With the ability for RSS 2.0 and, I guess eventually other syndication tools, to grab mp3s enclosed in a post and deliver them to the device of our choice, "broadcasting" may not be the only -- or the most compelling -- model for audio and business.
Narrowcasting - me to you through audio content - maybe hold even more possibilities.
I'm working on a statement of work right now for an existing client who needs a flash script. Can I tell you how much I hate statements of work? But they put necessary structure around the client/vendor relationship. They serve a purpose. Among other things, they are a textual handshake around specific parameters of a project.
For most companies, there is a whole process around getting to that handshake. And beyond the handshake, of course, client/provider communications exist across the entire specrum of the client relationship.

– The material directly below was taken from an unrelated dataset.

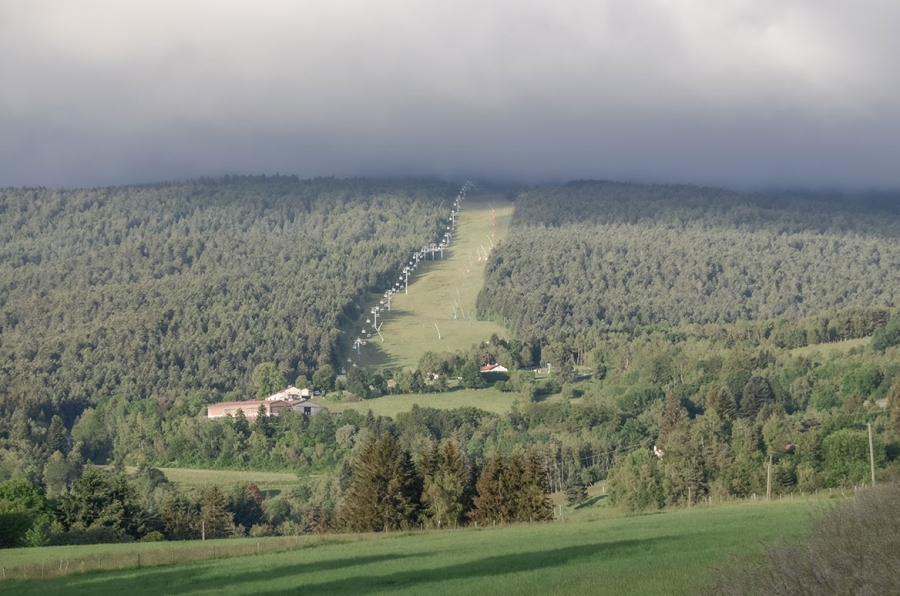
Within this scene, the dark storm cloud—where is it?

So with podcasting on my brain, I'm thinking, I wish I didn't have to WRITE all of this and confine it to a template that only tells part of the story. (Mind you, I'm a writer, so if I'm bucking the textual system around content, then the sky's the limit.)
And I'm thinking, what if I could narrowcast communications via this same technology to individual clients.

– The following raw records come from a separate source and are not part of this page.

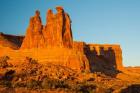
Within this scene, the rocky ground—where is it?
[0,56,140,93]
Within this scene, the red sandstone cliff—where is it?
[21,6,73,49]
[0,32,24,49]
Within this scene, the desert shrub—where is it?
[12,82,26,88]
[0,80,12,88]
[3,70,15,81]
[120,84,140,93]
[27,80,40,89]
[25,57,38,64]
[41,78,69,89]
[72,82,96,93]
[0,56,10,68]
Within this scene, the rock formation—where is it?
[21,6,73,49]
[0,32,24,49]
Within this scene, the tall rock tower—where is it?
[21,6,73,49]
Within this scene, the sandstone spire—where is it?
[21,6,73,49]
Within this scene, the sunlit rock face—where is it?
[21,6,73,49]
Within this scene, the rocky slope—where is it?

So instead of organizing the Statement of Work by deliverable, I can literally talk to the client about the project and deliver the audio drafts of the SOW to some extranet/intranet spot where we BOTH talk back and forth about expectations and deliverables. With With Podscope and audio search technologies, the structure of audio content is even searchable.
"Tim, you said you wanted us to handle the art direction too--it's in the signed SOW." [Signed SOW hyperlinks to the spot in the audio SOW discussion where Tim The Client says, "I want you guys to handle the art direction."]

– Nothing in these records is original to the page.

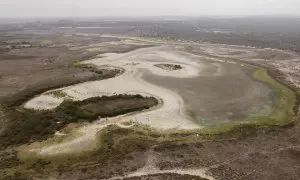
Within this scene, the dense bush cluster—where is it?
[0,95,157,147]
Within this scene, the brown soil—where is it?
[154,64,182,71]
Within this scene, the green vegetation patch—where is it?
[253,69,297,125]
[0,95,158,147]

Hard to argue with that, eh?
What about delivering a proposal this way. What about proposals and RFP responses that are STORIES, not boring copycat documents of everything that came before them.
What if we interview our happy existing clients, for whom we've done similar work, and include their audio stories in our narrow-podcast mp3 deliverables. What would it mean if I interviewed David Weinberger on the importance of creating content a conversation with your customers, and I include that interview as a podcasted attachment to a written RFP; i.e., demonstrating the power of voice through voice.
I don't know. I'm mixing and melding existing client relationships with prospective ones here, but either way, the ability to seamlessly deliver audio from my desktop to the preferred devices of my clients/prospects has me excited.
I can see the use for narrowcasting in terms of letting prospects know WHO I AM AND WHAT I'M ABOUT before I spend much physical time with them, and in terms of carrying relationships of multi-dimensional communications forward (in-person, copy/text, recorded audio) with existing clients.
Just some thoughts to get my brain going this morning.